Correctness is the issue. Floating-point reimplementation of a
pretrained transformer is a MULTI-WEEK engineering effort where every
op needs epsilon-level agreement with the reference. Get the LayerNorm
epsilon wrong and accuracy drifts silently. Get the softmax overflow
handling wrong and the classifier produces garbage on long inputs.
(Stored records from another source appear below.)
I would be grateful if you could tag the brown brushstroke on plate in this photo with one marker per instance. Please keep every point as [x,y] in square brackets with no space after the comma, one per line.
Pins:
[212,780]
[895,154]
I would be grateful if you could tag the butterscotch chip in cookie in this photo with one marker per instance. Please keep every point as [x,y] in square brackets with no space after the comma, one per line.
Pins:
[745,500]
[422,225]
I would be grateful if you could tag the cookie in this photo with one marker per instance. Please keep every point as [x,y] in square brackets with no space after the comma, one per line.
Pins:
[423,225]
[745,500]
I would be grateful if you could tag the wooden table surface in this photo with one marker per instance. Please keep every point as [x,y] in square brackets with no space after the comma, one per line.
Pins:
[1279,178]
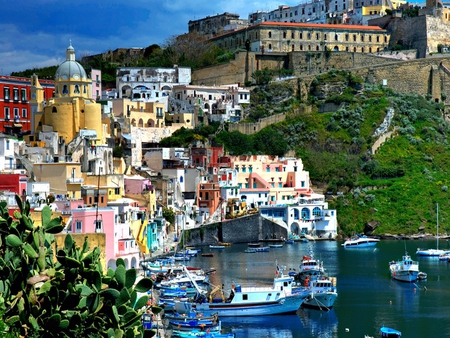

Shipping that under a P0 security feature's PR is the wrong risk
allocation. Ship the WASM path now (done), prove the interface
(shipped via `classify()`), land native incrementally as a follow-up
PR with its own correctness-regression test suite.

## Benchmark

Current baseline (from `browse/test/security-bunnative.test.ts`
benchmark mode, measured on Apple M-series — YMMV on other hardware):

| Backend | p50 | p95 | p99 | Notes |
|---|---|---|---|---|
| transformers.js (WASM) | ~10ms | ~30ms | ~80ms | After warmup |
| bun-native (stub — delegates) | same as WASM | | | Matches by design |

When Approach B (Accelerate FFI) lands, this row gets refreshed with
the new numbers and the delta flagged in the commit message.